Wednesday, 12 November 2008
Questions without Notice
I thank the honourable member for his question. The centrepiece of the Liberal Party’s policy on fuel has, of course, been a 5c a litre cut on fuel excise. In fact, it is the only policy that the Liberal Party has announced since the last election. Costed by them at $2 billion a year, this policy would provide relief to motorists of about $2.50 a week if fully passed on to Australian motorists. We know that the—
We know that the Leader of the Opposition feels that this is bad policy. In fact, he even felt that when he was known as the humble member for Wentworth before he became Leader of the Opposition, because he sent an email to his good friend the member for Bradfield. And he was right—it is bad policy. When he was elected Leader of the Opposition, on his first day as Leader of the Opposition, when asked, ‘Will it remain Liberal Party policy?’ he said:
In terms of the fuel excise policy, we’ve made that policy commitment and we stick to it, we honour it, that is our commitment. We made it as a party.
That is what he said. Strong words—a rolled gold commitment from the Leader of the Opposition. But then, on Friday, the Leader of the Opposition walked away from that commitment. He told the West Australian that it was a promise ‘made in the context of a by-election in Gippsland’.
So, apparently, if a commitment is made in the context of a by-election it is not a commitment at all. Yesterday, we had the member for North Sydney nuancing the arguments a little further for the reasons for the backflip. He said the reason the opposition has changed its mind is that the government did not adopt the policy. He said that because we, the government, have not adopted the policy:
Therefore you’ve got to move on; otherwise, if you keep fighting yesterday’s battles you’re never going to move forward with a forward agenda.
So there you have it—a commitment from the opposition is only a commitment if we adopt it. That is a new definition of a non-core promise. Of course, it is right and proper that the Liberal Party drop this ridiculous policy, because it is bad policy. But what does it say about the credibility of the honourable gentleman who sits opposite when (a) he said it was bad policy, (b) he then supported it as a firm policy commitment and (c) he is now scrapping the policy—that is more flip-flops than you would see at Bondi Beach on a Sunday in summer. We see this continual backflipping and flip-flopping from the opposition, but that is what we have come to expect from the Leader of the Opposition.

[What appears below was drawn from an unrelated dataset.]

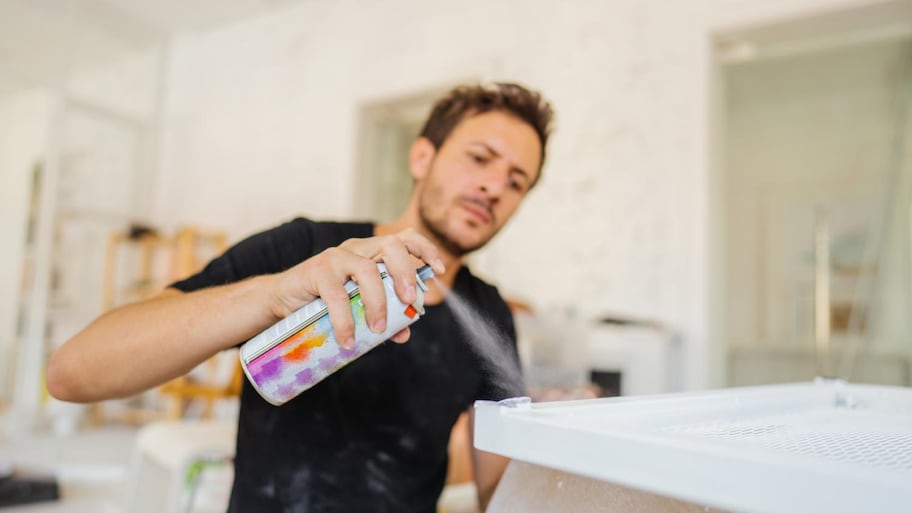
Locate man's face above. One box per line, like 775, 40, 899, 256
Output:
413, 111, 541, 256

I am asked about the importance of policy consistency. We have seen the same inconsistency from the opposition in relation to the government’s bank guarantee. When the Prime Minister announced the bank guarantee, the Leader of the Opposition said:
We welcome this measure, we support it and we will give the Prime Minister every assistance.
On 14 October he even came very close to claiming credit for the bank guarantee. He said:
… the deposit guarantee, we encourage them to take action there. They did, we’re supporting that.
Now, of course, he says it was a blunder and a failure. Our old friend the shadow Treasurer, in a doorstop interview yesterday morning, said the bank guarantee was causing ‘more dislocation in Australia than any other factor’—more dislocation than even the collapse of world financial markets. We know she did not plagiarise that; nobody else would have been silly enough to say that. The Leader of the Opposition told the Australian on Friday:
I place a very high premium on consistency and integrity in politics.
I do not question the honourable gentleman’s integrity, but he has all the consistency of a chameleon. If the Leader of the Opposition wants consistency, he could start by consistently asking and requiring the members for Goldstein, O’Connor and Canning to apologise to some of Australia’s finest public servants. It is just another reminder that, when it comes to the Leader of the Opposition, you have to look at what he does and not what he says—because what he says has no credibility.